At this point he was out of my care and sent to the ICU. I remember pulling a chair up next to his bed in the ICU daily and watching movies on AMC before I would go home. I remember my last day - July 28, 2006. I was done with all of my work, I said my goodbyes to my team, my CMR, but I left the biggest goodbye for last. Three and a half weeks of daily interactions with this one patient; I walked to the ICU feeling like I was about ready to abandon someone that I thought needed me so much. I pulled the chair up next to him and we chatted and watched another John Wayne movie. Sure it was 5:30pm and I wanted to meet my friends for a beer, but I knew that they would be there, but this moment - this simple moment - was something that could not be replaced. He cried and talked about wanting to give his nephew his stereo and how he finally decided to donate his body to science. I just looked at him and I had to choke back every tear that was threatening to slide down my cheek. I looked at him and thanked him for giving me the greatest gift he could give me - knowledge. He gave me knowledge of the kidney, the liver, the difficult patient, of the pains of medicine, of how to be a “doctor.” Here was a man that never had a formal education and during his hospital stay he became what he always wanted to be: a teacher. I told him of how he gave me the foundation of my knowledge in clinical medicine, and that he would not be forgotten. What greater gift could a patient give you? One movie later, several conversations laughing about life - I had to leave. I had to learn to let go.

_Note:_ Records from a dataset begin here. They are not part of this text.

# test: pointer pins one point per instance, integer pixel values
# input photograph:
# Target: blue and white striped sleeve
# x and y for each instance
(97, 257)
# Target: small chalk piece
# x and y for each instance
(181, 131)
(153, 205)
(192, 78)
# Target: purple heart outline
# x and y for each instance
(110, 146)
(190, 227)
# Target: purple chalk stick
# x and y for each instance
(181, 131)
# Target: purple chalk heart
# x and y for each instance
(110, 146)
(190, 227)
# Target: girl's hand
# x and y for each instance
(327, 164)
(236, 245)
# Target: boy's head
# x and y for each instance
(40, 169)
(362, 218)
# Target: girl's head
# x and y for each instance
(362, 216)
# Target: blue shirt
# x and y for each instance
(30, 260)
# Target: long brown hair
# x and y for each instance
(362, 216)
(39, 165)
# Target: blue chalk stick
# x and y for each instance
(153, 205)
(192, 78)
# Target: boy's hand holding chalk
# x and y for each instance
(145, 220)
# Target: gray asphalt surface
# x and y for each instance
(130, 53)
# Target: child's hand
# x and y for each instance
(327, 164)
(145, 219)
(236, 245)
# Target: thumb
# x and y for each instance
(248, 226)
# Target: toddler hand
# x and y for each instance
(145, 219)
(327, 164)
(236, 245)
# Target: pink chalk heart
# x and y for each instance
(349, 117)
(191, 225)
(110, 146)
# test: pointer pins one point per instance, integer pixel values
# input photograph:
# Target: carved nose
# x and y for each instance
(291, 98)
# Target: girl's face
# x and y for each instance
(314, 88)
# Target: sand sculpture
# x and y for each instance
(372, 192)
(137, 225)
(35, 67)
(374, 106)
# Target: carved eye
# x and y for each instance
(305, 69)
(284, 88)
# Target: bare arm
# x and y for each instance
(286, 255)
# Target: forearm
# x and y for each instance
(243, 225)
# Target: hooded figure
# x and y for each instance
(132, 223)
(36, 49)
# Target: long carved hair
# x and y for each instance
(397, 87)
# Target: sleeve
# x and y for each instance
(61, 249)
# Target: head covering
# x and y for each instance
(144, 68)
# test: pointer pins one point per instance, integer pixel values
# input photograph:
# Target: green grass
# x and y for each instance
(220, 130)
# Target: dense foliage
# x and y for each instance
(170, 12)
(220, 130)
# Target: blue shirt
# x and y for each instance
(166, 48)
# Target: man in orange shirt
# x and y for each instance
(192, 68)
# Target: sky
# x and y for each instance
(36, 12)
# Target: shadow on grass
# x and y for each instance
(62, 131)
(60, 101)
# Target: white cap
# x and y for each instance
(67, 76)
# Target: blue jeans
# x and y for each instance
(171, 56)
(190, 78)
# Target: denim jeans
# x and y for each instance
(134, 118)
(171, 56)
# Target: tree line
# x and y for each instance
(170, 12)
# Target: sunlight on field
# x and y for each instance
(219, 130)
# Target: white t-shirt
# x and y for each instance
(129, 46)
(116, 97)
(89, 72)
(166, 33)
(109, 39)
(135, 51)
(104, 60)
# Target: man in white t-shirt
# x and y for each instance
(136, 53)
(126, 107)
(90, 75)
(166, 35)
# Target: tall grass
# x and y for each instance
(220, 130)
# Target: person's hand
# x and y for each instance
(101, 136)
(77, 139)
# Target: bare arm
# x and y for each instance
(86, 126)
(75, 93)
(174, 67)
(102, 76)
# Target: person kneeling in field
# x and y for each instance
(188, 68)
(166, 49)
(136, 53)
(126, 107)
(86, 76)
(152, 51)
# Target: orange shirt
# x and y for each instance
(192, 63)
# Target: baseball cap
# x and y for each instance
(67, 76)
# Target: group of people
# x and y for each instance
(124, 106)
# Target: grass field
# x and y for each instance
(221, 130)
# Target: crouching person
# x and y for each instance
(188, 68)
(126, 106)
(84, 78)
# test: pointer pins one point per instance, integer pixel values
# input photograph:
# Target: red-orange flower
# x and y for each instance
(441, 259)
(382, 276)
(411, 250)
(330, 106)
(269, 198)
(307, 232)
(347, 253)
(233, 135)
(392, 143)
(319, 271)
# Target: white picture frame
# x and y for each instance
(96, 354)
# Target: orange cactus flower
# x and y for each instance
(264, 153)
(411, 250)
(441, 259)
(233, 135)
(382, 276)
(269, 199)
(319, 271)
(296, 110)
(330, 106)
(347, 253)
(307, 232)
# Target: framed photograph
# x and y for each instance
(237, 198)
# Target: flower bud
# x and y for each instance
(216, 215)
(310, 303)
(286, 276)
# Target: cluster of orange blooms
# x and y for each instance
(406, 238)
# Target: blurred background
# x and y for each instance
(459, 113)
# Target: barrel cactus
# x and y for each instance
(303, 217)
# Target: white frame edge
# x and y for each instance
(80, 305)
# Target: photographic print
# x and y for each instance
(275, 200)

I walked away from DH thinking about how much I had learned. How I feared being at DH for Medicine (it was ranked last on my list of hospitals), but with the feeling of such excitement for what the rest of my third year would bring. I walked away thinking that my patient would be one of those lucky ones - one to be cured. I was able to relax because I felt all would be well. It had to be.

I went home - back to my life. My “other life.” It was great to be able to sleep in for a day and to not worry about being pimped by another Attending. I could sit down with a cup of tea, read my email, and catch up on the rest of life. I did not think that anything from my hospital life would infiltrate this Saturday morning, but then I saw an email from one of my old interns. Mr. M. passed away. I felt guilty for not being there. I felt like it was a joke. After the initial shock wore off, I had to smile and shake my head. He could never die. Every day of my life he will be with me because of all that he taught me. Knowledge and memories make him immortal. Thank you Mr. M.